なるべく診てあげたいというのが本音だから、勤務時間を越えても診察するつもりだ。
診察担当の時は仕方ないよね、と愛さんにも言われてるし、大丈夫のはず。
「489番の方、23番診察室にお入り下さい」
因みに呼び出しも、五十嵐病院では看護師さんの役目だ。
「こんにちは、天王寺まゆりです。宜しくお願いします」
「初めまして。医師の深川京平です。今回はどのような症状でお越しいただきましたか?」
「異能を維持したいんですが、コントロールが全く出来なくて」
「どのような異能ですか?」
患者様は、若い女性だった。
異能の維持をしたいという患者様は、俺を指名してよくやってくるけど、どのような異能だろうか。
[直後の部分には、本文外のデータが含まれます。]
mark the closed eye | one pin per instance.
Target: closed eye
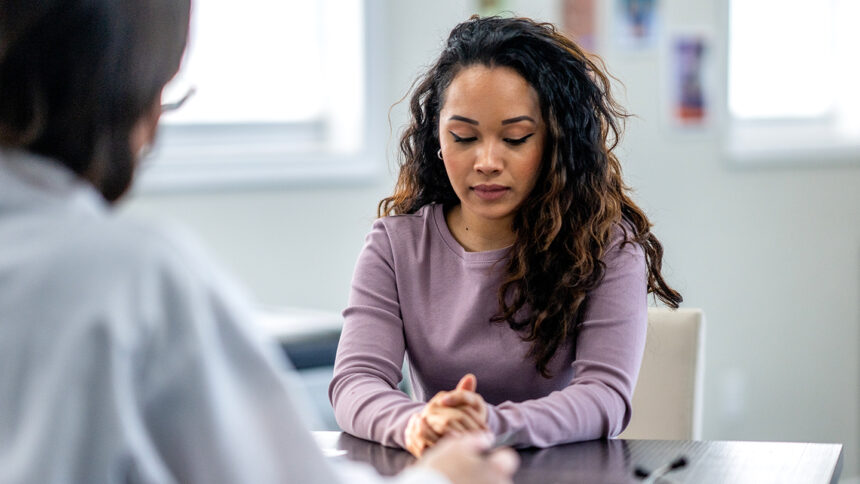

「人の精神を元気に出来る異能なんです。私、この異能で人に元気を与えていきたいんです」
「だけど自由自在には、って所ですか?」
「そうなんです。だから相談に来ました」
精神関与する異能もあるのか。
正直、俺には羨ましい能力だな。鬱状態の時に使いたくなる。
「血液検査でも異常な数値はありませんし、人を傷付ける能力でもありませんから、コントロールをしやすくする薬を処方させて頂きますね。それでもコントロールが効かない場合は、また来院お願いいたします」
と、いつもの流れで診察をしていたら、患者様が神妙な面持ちで語ります。
「あの、深川先生は気持ち悪がらないんですか? 人の精神に関与するんですよ?」
「それも貴方の大切な個性です。その能力で人を助けたいって志も、私は好きですよ」
「深川先生……有難う御座います」
「一緒に治療頑張りましょうね。来月に、予約入れさせて頂きます」
「はい。あたし、頑張ります」
そう言って、患者様は診察室を後にした。
少しは患者様の拠り所になれたかな?
「深川先生らしいですわね。これはまたモテちゃいますわね」
「亜美にだけモテればいいよ。けど、患者様の拠り所にはなりたい」
それが俺の目指す医療なんだ。
患者様が安心して寄り添ってくれる医師になりたい。患者様の拠り所になりたいんだ。
そう言う意味でも、俺は救いになりたい。
「大丈夫ですわ。深川先生のやり方は間違ってませんわ。のばらも助けていただきましたもの」
「ありがとね、のばらさん。じゃあ、最後の患者様を呼んで」
「かしこまりましたわ」
◇
「深川先生お疲れ様ですわ」
「この後は落合くんか。申し送りしてくるよ」
時短になってからは、俺は自分の担当患者様しか診察していない。
自分の患者様はそれで回せてはいるのだけど、通常の診察時間は18時半までだから、その分を落合くんに任せる訳だ。
今日も内科は、風邪、インフル等が多いみたいだしな。
「落合くん、今申し送り大丈夫かな?」
「おっす深川先生。お願いします」
「俺指名の患者様は終わってるから、後は通常の患者様をお願いね」
「了解です。後、亜美はどうなんですか?」
「まだ風邪引いてるけど、顔色は良くなって来たよ。点滴を外したけど、あまりに血糖値が高くなるようなら再度付けてあげて。インスリンの量は、日比野くんから引き継いでね」
日比野くんと落合くんに任せるのは、正直言って腹が立つのだけど、亜美を守って貰う為だから仕方ない。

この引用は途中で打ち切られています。